As with the first film, Wakanda required a vast variety of digital environments, from the high-tech aspects of the city to the waterfront port environments, – but this time the team had to design and build Wakanda for a water-based attack.

One of the most interesting aspects of the work in the film is the integration of special effects and visual effects. Onset, the practical water tanks could dump at the rate of a major swimming pool every 2 seconds, yet the production had actors and stunt people directly filming on the dump sets. As you can hear in the podcast, Daniel Sudick, the Production Special Effects Supervisor, remarkably built the tanks for the water so they could loop back continuously into the tanks as they dumped out, even so, an enormous amount of the water in Wakanda is ILM’s CG water.

The film involved advanced 3D, along with complex roto, blue screen, and roto work.
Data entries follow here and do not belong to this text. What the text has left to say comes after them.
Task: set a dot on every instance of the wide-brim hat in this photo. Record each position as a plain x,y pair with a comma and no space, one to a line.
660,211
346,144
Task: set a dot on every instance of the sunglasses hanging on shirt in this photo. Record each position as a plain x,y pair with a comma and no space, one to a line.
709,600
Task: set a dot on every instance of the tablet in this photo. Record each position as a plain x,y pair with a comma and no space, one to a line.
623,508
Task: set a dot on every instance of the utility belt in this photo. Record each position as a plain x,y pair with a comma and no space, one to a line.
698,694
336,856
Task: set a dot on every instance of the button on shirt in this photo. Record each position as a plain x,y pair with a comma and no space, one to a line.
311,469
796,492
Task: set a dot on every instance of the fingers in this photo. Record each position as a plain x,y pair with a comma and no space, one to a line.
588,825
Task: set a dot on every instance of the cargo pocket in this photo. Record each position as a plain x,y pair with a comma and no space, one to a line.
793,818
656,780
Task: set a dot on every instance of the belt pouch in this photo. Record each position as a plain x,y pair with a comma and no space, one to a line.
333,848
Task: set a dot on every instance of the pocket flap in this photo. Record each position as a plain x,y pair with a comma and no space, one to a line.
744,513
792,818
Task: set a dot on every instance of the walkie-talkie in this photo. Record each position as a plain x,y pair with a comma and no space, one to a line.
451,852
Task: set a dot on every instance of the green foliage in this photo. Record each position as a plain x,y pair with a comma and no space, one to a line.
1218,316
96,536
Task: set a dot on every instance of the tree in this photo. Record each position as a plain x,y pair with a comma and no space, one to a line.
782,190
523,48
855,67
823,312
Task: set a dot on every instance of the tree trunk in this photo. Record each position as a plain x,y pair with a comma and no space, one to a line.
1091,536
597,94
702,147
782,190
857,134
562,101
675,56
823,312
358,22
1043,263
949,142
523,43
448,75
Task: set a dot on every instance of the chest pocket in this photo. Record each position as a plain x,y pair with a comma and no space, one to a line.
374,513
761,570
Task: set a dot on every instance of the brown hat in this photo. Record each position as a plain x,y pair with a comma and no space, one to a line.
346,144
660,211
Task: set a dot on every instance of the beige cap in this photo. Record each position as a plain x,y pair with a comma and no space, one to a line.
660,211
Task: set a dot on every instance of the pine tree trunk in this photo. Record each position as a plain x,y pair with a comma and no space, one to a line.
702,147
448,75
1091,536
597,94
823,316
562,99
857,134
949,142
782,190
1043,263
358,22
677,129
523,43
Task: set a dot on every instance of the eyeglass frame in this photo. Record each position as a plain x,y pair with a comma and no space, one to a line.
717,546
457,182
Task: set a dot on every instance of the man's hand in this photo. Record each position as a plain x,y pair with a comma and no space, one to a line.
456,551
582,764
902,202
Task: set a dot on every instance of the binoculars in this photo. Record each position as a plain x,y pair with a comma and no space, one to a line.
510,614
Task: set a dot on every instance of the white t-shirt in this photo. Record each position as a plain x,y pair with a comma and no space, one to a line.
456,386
Partial sets were extended and actors such as Tenoch Huerta Mejía (below) were filmed on location or outside as much as possible.

The remarkable Angela Bassett

ILM and the film’s art department faced not only technical and cultural design challenges on the film but they contributed to a film with a very real emotional punch due to the loss of the first film’s lead actor, Chadwick Boseman. In this episode, we discuss how Craig and the team wove the emotional subtext of the film into the visual effects. How do you make a city appropriately somber while still embracing the vivid colors of African culture – all built with advanced materials and technologies?

Once again ILM had to build the city but combine now older 3ds Max ILM tech with new art department designs and complex destruction sims. This required much more extensive use of Houdini for innovative destruction and water simulation.